If the definition is impossible to understand (think: definition for “oak” or “ladder”… simple concepts with confusing, convoluted definitions), paste in an image so that you get the meaning without any interference from English!

3. Write in a Journal

Because journaling is writing down your thoughts, it gets you into the habit of thinking in your target language, especially if you’re finding thinking itself to be difficult at first.

Basically, it’s just another way to practice Step #1, but it’s slower and you’re in one spot so you can look things up. It’s also a good option if you’re busy most of the time and don’t have the freedom to glaze over and think purposefully in your target language. It doubles as writing practice, too!

I discovered this myself when practicing writing in Spanish—I found myself thinking in Spanish for some time after I completed a quick writing session and put down my pen. Spending some time deliberately formulating thoughts in Spanish definitely got me into that “zone” of thinking in my target language.

Practical Steps

Try writing a daily monologue. This can include whatever’s on your mind! Stuff about your work, about your family—it doesn’t matter. Opinions work well, too, because you might have a lot to say about them. You can just keep a diary in your target language!

Get corrections and feedback from natives and learners on services like italki. On italki, you can even hire a private tutor to work with you one on one, to get the best feedback possible. No matter how you get them, corrections will help you avoid writing things down wrong and cementing bad habits in your mind.

Despite the importance of staying away from bad habits, I recommend keeping a private, hard copy journal on good stationery. It’s a great break away from Internet-heavy language learning, and the privacy gives you free reign to write about whatever you want!

4. Read More First Person Literature

Reading is so important when it comes to learning a language. If you read books written in the first person, you’ll see direct benefits when it comes to thinking in the language.

Obviously, first person books give you the main character’s thoughts—you get to read someone else’s thoughts so that you can think your own! How cool is that?

For all those hard-to-translate idioms and phrases from Step #1, you’ll get solutions from books. You’ll learn how native speakers express abstract concepts, which vocab they use and how they use it.

Practical Steps

Get some young adult fiction, stat! Why young adult? Because fiction aimed at that age group loves first person perspective right now, and the language is casual and very realistic. Even if you’re not into reading in that age group normally, I highly recommend you check it out for this purpose (and you might find some new favorite books while you’re at it).

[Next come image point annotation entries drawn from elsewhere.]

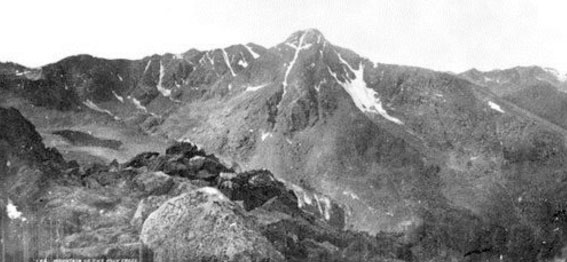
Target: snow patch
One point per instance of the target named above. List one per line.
(164, 91)
(254, 54)
(213, 192)
(366, 99)
(324, 205)
(255, 88)
(13, 212)
(210, 59)
(147, 66)
(495, 106)
(265, 135)
(138, 104)
(561, 76)
(243, 63)
(351, 195)
(95, 107)
(227, 62)
(298, 49)
(121, 99)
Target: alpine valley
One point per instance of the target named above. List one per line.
(304, 151)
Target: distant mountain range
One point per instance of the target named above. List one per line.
(468, 165)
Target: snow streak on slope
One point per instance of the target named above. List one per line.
(164, 91)
(147, 66)
(254, 54)
(227, 62)
(121, 99)
(243, 63)
(495, 106)
(298, 49)
(366, 99)
(255, 88)
(94, 107)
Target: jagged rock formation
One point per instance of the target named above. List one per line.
(461, 170)
(114, 211)
(205, 225)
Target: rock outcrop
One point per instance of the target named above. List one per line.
(204, 225)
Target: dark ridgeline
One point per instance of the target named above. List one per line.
(468, 166)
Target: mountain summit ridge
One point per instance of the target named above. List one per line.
(439, 158)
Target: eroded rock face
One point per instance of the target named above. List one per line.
(204, 225)
(155, 183)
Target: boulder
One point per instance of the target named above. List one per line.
(204, 225)
(146, 207)
(142, 159)
(184, 148)
(154, 183)
(196, 162)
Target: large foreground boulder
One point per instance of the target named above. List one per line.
(204, 225)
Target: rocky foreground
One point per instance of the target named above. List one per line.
(184, 205)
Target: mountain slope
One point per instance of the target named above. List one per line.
(436, 157)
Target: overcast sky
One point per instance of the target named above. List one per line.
(446, 35)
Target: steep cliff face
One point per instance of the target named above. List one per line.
(441, 158)
(62, 210)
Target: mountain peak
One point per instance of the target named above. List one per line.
(308, 36)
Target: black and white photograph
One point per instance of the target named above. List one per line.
(283, 130)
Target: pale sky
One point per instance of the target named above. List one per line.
(445, 35)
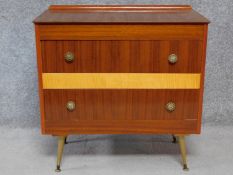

As always, translations of books you’ve already read work wonderfully because you already have that crucial context that makes understanding a target language so much easier. But if you’re at a loss for what to find, I recommend translations of the “Percy Jackson” books or “The Hunger Games.” Both are popular (and thus widely translated) and both have fun stories that will keep you engaged.

To find the translated titles of these books, simply translate the Wikipedia page into your target language. Then you can search for the title on Amazon!

Commit to reading 20 minutes a day to get into the habit of thinking in your target language. It won’t be long before you start remembering phrases you see over and over, but to speed things up, dust off that SRS once again. Enter the sentences or phrases you think you might want to use in your own thoughts, and over time, you won’t forget them!

 

And that’s that! With these four steps, you’ll get past all that clunky translating you’ve been doing in your head.

You’ll be well on your way to thinking in your target language and making it your own.

Once you’ve gotten the hang of thinking in your language, the rest is smooth sailing!